The migratory flow in search of medical attention has also been pointed out as responsible for the interiorization of the disease (BrasilMinistério da SaúdeFundação Oswaldo Cruz, 2020). In general, the smaller municipalities, due to their limited capacity to offer care to their population, pact with larger municipalities, which in large part, assume the responsibility for the care of medium and high complexity patients (Mello and Viana, 2012). This daily transit between cities can be another element associated with the interiorization of COVID-19.

Even considering the methodological care, the present study has limitations, among which the lack of population testing offer at the beginning of the pandemic and the incapacity of the surveillance systems of the smaller municipalities of the state stand out. In addition, the possible underreporting of COVID-19 cases also represents a limitation.

For this reason, measures, such as the partial interruption of air and road traffic, the limitation of urban mobility within or between cities and sanitary barriers can reduce the intensity as the COVID-19 spreads. Thus, for smaller municipalities that have not yet been reached by COVID-19, the government must adopt preventive measures.

Funding

None.

Ethics

Approval and Consent to Participate As this study used only secondary data in the public domain, it is not possible to identify the subjects. For this reason, Research Ethics Committee approval was waived.

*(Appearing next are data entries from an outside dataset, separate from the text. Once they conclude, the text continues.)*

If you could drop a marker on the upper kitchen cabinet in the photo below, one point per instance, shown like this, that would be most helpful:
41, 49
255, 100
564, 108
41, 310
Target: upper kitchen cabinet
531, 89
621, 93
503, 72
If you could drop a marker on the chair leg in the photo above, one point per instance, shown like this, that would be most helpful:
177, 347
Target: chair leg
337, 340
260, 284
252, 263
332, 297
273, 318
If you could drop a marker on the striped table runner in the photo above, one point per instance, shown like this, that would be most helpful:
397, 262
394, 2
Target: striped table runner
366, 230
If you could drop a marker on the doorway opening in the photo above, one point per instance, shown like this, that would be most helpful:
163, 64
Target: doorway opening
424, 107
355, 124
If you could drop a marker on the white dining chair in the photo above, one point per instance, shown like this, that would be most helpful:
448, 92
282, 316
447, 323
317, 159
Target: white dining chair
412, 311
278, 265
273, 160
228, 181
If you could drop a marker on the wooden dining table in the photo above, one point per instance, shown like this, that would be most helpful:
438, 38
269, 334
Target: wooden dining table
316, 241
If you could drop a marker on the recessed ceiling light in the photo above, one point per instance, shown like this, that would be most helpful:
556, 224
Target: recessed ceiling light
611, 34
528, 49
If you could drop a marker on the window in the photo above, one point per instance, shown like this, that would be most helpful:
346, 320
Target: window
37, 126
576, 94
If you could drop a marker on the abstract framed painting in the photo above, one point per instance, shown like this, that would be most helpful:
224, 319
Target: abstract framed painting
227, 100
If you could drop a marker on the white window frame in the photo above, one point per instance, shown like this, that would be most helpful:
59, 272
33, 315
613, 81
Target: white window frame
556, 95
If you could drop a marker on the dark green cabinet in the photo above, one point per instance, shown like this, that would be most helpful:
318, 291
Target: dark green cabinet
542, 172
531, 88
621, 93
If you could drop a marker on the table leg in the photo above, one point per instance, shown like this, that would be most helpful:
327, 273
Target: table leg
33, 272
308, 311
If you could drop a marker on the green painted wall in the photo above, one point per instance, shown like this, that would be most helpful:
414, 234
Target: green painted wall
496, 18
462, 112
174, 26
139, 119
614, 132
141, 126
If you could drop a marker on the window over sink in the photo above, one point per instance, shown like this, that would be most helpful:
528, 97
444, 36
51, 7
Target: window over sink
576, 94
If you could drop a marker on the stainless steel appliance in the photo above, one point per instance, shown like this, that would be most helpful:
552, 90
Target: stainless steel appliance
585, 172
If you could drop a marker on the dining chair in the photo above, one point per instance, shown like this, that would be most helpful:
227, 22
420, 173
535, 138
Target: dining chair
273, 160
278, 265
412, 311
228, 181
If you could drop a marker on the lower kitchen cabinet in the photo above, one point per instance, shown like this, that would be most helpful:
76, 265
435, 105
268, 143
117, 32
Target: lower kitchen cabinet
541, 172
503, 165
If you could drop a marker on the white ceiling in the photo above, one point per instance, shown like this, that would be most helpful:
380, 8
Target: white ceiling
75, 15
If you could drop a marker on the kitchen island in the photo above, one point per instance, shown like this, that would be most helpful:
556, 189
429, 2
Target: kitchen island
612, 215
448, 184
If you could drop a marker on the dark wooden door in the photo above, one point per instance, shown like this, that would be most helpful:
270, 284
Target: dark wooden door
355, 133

Availability of data and materials

All data and materials used in this work were publicly available.

Author's contributors

Drs Souza CDF, Carmo RF, Machado MF and Silva Junior AG and designed the study. Dr. Souza CDF independently collected and analyzed the data. Drs Machado MF, Carmo RF contributed to the interpretation of the data. Drs Souza CDF, Silva Jr AG, and Machado MF drafted the manuscript. Drs Souza CDF and Carmo RF revised it critically for important intellectual content. All authors agreed to be accountable for all aspects of the work and approved the final version of the paper.

Declaration of competing interest

We declare that we have no conflicts of interest.